Thoughts on the Missiological Intent of Pentecost …and F.D. Bruner’s “A Theology of the Holy Spirit: The Pentecostal Experience and the New Testament Witness”

Posted: January 13, 2009 by Rick Hogaboam in Book Reviews, Missional Thought, Pentecostal/Charismatic Interests

Bruner, F.D. (1998). A Theology of the Holy Spirit: The Pentecostal Experience and the New Testament Witness. Eugene, OR: Wipf & Stock.

It is in Luke’s interest as he develops the Pentecost events in Acts 2 that the meaning of Pentecost be found not in the interior spiritual life of the disciples nor even in the gift of the Holy Spirit, but in the preaching of Jesus Christ….Peter takes up the mocking of some, points out that what they have just seen and heard is the fulfillment of God’s promise in the prophet Joel to pour out his Spirit upon (epi!) all flesh, stressing “And it shall be that whoever calls on the name of the Lord shall be saved” (v. 21).

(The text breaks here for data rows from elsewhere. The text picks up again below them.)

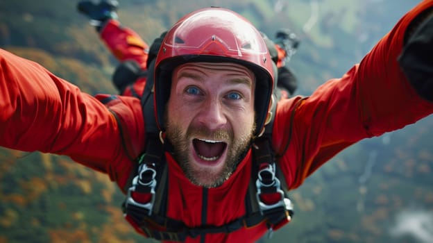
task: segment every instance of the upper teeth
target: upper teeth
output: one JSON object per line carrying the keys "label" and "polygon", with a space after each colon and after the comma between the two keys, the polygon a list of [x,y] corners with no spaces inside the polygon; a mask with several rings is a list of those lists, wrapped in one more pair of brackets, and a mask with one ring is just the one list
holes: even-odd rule
{"label": "upper teeth", "polygon": [[217,142],[221,142],[221,141],[214,141],[214,140],[203,140],[203,139],[200,139],[200,138],[198,140],[201,140],[201,141],[203,141],[203,142],[210,142],[210,143],[212,143],[212,144],[216,144]]}

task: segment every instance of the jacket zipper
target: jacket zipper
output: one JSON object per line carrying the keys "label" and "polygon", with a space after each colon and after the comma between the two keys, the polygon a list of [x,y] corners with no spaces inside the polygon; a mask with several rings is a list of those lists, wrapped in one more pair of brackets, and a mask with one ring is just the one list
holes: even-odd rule
{"label": "jacket zipper", "polygon": [[[205,226],[207,224],[207,192],[208,189],[206,187],[203,187],[203,196],[202,196],[202,203],[201,203],[201,225]],[[200,235],[200,242],[205,243],[206,241],[206,234],[201,233]]]}

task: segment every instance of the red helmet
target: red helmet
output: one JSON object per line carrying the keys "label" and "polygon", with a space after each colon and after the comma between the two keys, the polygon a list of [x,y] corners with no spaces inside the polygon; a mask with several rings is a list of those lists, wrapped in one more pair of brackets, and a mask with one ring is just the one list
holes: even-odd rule
{"label": "red helmet", "polygon": [[155,112],[162,130],[174,68],[190,62],[242,65],[256,77],[256,135],[264,127],[273,87],[273,62],[260,33],[239,14],[206,8],[181,18],[167,32],[155,65]]}

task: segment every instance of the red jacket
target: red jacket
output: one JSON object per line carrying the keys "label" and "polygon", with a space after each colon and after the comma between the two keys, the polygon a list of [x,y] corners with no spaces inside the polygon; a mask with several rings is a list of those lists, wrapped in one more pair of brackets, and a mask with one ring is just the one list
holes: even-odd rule
{"label": "red jacket", "polygon": [[[401,128],[433,112],[433,104],[416,94],[396,61],[407,26],[432,6],[433,1],[425,1],[409,11],[343,77],[328,81],[306,99],[278,103],[272,142],[281,156],[278,162],[289,188],[300,186],[353,143]],[[69,156],[107,174],[124,192],[134,166],[130,158],[144,150],[146,124],[139,101],[119,97],[107,107],[99,101],[107,96],[83,93],[40,65],[3,50],[0,65],[0,146]],[[112,111],[128,126],[121,129]],[[126,146],[121,131],[127,137]],[[206,190],[206,199],[205,190],[192,185],[166,155],[168,217],[194,227],[221,226],[244,215],[251,151],[223,185]],[[208,234],[205,240],[253,242],[266,231],[262,224],[230,235]],[[201,237],[187,242],[200,242]]]}

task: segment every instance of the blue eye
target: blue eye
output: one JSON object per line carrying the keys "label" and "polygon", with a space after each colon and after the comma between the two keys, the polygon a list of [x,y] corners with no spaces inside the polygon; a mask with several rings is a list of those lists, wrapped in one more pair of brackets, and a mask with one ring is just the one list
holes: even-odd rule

Joel, like Luke (Peter), finds that the point of the great eschatological Spirit-event not so much in the pouring out of the Spirit as such as in the universal promise of salvation for which the Spirit is poured out (Bruner 1998:165).

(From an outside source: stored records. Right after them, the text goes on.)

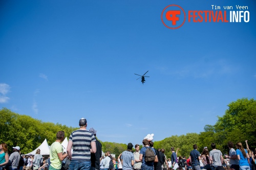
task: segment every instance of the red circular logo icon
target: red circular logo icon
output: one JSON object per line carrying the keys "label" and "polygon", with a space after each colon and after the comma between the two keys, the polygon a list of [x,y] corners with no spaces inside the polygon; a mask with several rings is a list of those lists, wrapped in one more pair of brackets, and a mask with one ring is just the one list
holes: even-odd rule
{"label": "red circular logo icon", "polygon": [[[181,10],[184,16],[182,15]],[[181,19],[184,17],[183,22]],[[162,11],[161,19],[164,26],[170,29],[177,29],[182,26],[186,20],[186,14],[184,10],[178,5],[170,5],[166,7]]]}

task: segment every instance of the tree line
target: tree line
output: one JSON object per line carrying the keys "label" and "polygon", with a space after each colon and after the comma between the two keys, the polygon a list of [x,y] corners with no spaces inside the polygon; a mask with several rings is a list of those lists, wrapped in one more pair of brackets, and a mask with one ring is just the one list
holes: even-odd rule
{"label": "tree line", "polygon": [[[227,106],[228,108],[224,115],[218,117],[215,125],[206,125],[203,132],[166,137],[154,141],[154,148],[164,148],[165,155],[169,158],[172,155],[171,147],[175,147],[175,150],[180,149],[178,156],[187,157],[194,143],[197,144],[198,150],[201,152],[204,147],[210,150],[211,143],[215,142],[216,148],[224,154],[228,153],[227,143],[229,141],[234,143],[241,142],[246,148],[244,141],[248,140],[250,149],[254,150],[256,148],[256,101],[242,98]],[[28,115],[14,113],[7,108],[0,110],[0,116],[1,142],[7,144],[9,153],[12,152],[11,147],[16,145],[20,147],[22,153],[29,153],[38,147],[45,138],[49,145],[54,142],[58,131],[63,130],[68,137],[72,131],[78,129],[58,123],[42,122]],[[99,140],[102,144],[104,152],[110,151],[119,155],[127,149],[125,144]]]}

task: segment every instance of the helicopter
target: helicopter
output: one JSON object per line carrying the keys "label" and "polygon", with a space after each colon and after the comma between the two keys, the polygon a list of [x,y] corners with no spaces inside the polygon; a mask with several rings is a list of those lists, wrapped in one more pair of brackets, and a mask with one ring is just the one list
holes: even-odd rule
{"label": "helicopter", "polygon": [[143,76],[139,75],[137,75],[137,74],[134,74],[140,76],[140,77],[139,78],[138,78],[137,80],[138,80],[139,78],[141,78],[141,83],[142,83],[142,84],[143,84],[144,83],[145,83],[145,77],[150,77],[149,76],[144,76],[146,74],[146,73],[147,73],[148,71],[146,71],[144,75],[143,75]]}

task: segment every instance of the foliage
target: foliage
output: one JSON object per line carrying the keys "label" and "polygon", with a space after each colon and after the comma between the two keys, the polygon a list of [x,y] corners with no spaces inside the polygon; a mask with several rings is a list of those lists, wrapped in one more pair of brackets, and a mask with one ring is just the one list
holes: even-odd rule
{"label": "foliage", "polygon": [[[234,143],[242,142],[246,148],[244,140],[248,139],[251,150],[256,148],[256,101],[246,98],[238,99],[230,103],[228,109],[222,117],[218,117],[215,125],[206,125],[204,132],[199,134],[187,133],[185,135],[172,136],[164,139],[154,142],[154,148],[165,150],[165,154],[170,157],[170,148],[177,148],[178,156],[188,157],[193,150],[193,144],[197,143],[198,150],[202,152],[203,147],[207,147],[210,151],[210,144],[216,143],[216,148],[223,154],[227,153],[227,143],[232,141]],[[50,145],[55,140],[56,133],[63,130],[66,136],[69,137],[75,128],[65,125],[49,122],[42,122],[30,116],[19,115],[10,110],[3,108],[0,110],[0,139],[1,142],[6,142],[9,152],[12,147],[19,145],[23,153],[30,152],[41,143],[45,138]],[[116,158],[127,149],[127,145],[115,142],[102,142],[102,151],[109,151],[116,155]],[[142,145],[140,145],[141,149]],[[135,149],[133,149],[135,151]]]}
{"label": "foliage", "polygon": [[248,139],[250,149],[256,147],[256,101],[247,98],[238,99],[230,103],[223,117],[218,117],[214,126],[207,125],[203,132],[200,134],[201,145],[211,148],[215,142],[216,148],[223,153],[227,153],[227,143],[241,142],[246,148],[244,141]]}
{"label": "foliage", "polygon": [[179,148],[178,156],[189,156],[189,152],[193,149],[193,144],[198,142],[199,135],[196,133],[187,133],[186,135],[172,136],[163,140],[155,141],[154,144],[156,149],[164,149],[164,154],[168,158],[170,158],[172,151],[170,148],[174,147],[175,152]]}
{"label": "foliage", "polygon": [[65,132],[68,137],[75,129],[56,125],[51,123],[43,123],[31,117],[19,115],[10,110],[0,110],[0,139],[1,142],[7,144],[9,153],[12,147],[18,145],[22,153],[33,151],[46,138],[51,145],[56,140],[56,134],[60,130]]}

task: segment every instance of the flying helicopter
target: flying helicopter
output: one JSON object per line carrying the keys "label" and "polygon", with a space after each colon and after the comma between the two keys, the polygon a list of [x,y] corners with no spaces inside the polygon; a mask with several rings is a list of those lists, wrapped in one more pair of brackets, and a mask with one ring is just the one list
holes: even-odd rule
{"label": "flying helicopter", "polygon": [[140,78],[141,78],[141,83],[142,83],[142,84],[143,84],[144,83],[145,83],[145,77],[150,77],[149,76],[144,76],[146,74],[146,73],[147,73],[148,71],[146,71],[144,75],[143,75],[143,76],[139,75],[137,75],[137,74],[134,74],[140,76],[140,77],[139,78],[138,78],[138,79],[137,79],[137,80],[138,80],[138,79],[140,79]]}

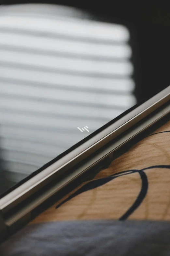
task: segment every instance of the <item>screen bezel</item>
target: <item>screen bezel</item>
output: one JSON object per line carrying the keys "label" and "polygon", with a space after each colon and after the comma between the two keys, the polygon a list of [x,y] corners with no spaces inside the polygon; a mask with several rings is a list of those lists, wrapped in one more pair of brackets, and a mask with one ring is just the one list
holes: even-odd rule
{"label": "screen bezel", "polygon": [[30,177],[32,174],[27,177],[27,180],[22,180],[22,184],[18,183],[14,190],[8,192],[8,194],[6,193],[0,199],[0,210],[6,212],[21,202],[36,189],[49,182],[54,175],[63,174],[66,168],[68,170],[84,159],[170,99],[169,86],[148,100],[135,105],[113,119],[38,169],[33,174],[33,177]]}

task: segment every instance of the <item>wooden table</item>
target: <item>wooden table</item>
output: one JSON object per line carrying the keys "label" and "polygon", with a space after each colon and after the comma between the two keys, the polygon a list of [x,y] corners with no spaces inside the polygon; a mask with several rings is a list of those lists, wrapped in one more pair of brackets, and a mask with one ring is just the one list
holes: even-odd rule
{"label": "wooden table", "polygon": [[170,121],[114,160],[31,223],[170,220]]}

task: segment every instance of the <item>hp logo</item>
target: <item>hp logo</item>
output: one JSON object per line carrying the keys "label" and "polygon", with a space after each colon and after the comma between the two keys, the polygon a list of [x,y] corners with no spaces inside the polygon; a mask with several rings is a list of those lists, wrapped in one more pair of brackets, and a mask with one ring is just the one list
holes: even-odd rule
{"label": "hp logo", "polygon": [[[78,128],[79,129],[80,131],[81,131],[82,132],[83,131],[85,131],[85,130],[86,130],[87,131],[89,131],[89,130],[87,129],[89,128],[89,127],[88,127],[87,125],[86,126],[85,126],[84,127],[83,127],[83,128],[81,128],[81,129],[79,128],[79,127],[78,127]],[[85,130],[84,129],[85,129]]]}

This all aligns well with Isaiah’s emphasis on Israel being a witness to the nations. They were blind and lame and thus unable to effectively “witness” to God’s glory before the nations. Jesus comes, embracing the corporate solidarity of Israel in Himself and thus effectively “witnesses” to the people of God’s glory and salvation. He, in turn, calls and empowers a people to continue this ministry to “the ends of the earth”. In this sense, Pentecost is certainly not an end in itself, but is a means to the greater end of spreading the Gospel outward to all people, summoning them to “call on the name of the Lord” and to be saved.

Pentecost, though important in the scheme of redemptive history, has ongoing missiological significance for the church and its outward ministry as empowered by the Holy Spirit. It is of no coincidence then that “Pentecostals”, both in the Assemblies of God and Foursquare denominations, place a great deal of emphasis on foreign missions. As such, they show themselves to be “Pentecostal”, not just in emphasis on the Spirit’s work in the life of the believer, but also in the spread of the Gospel to all peoples.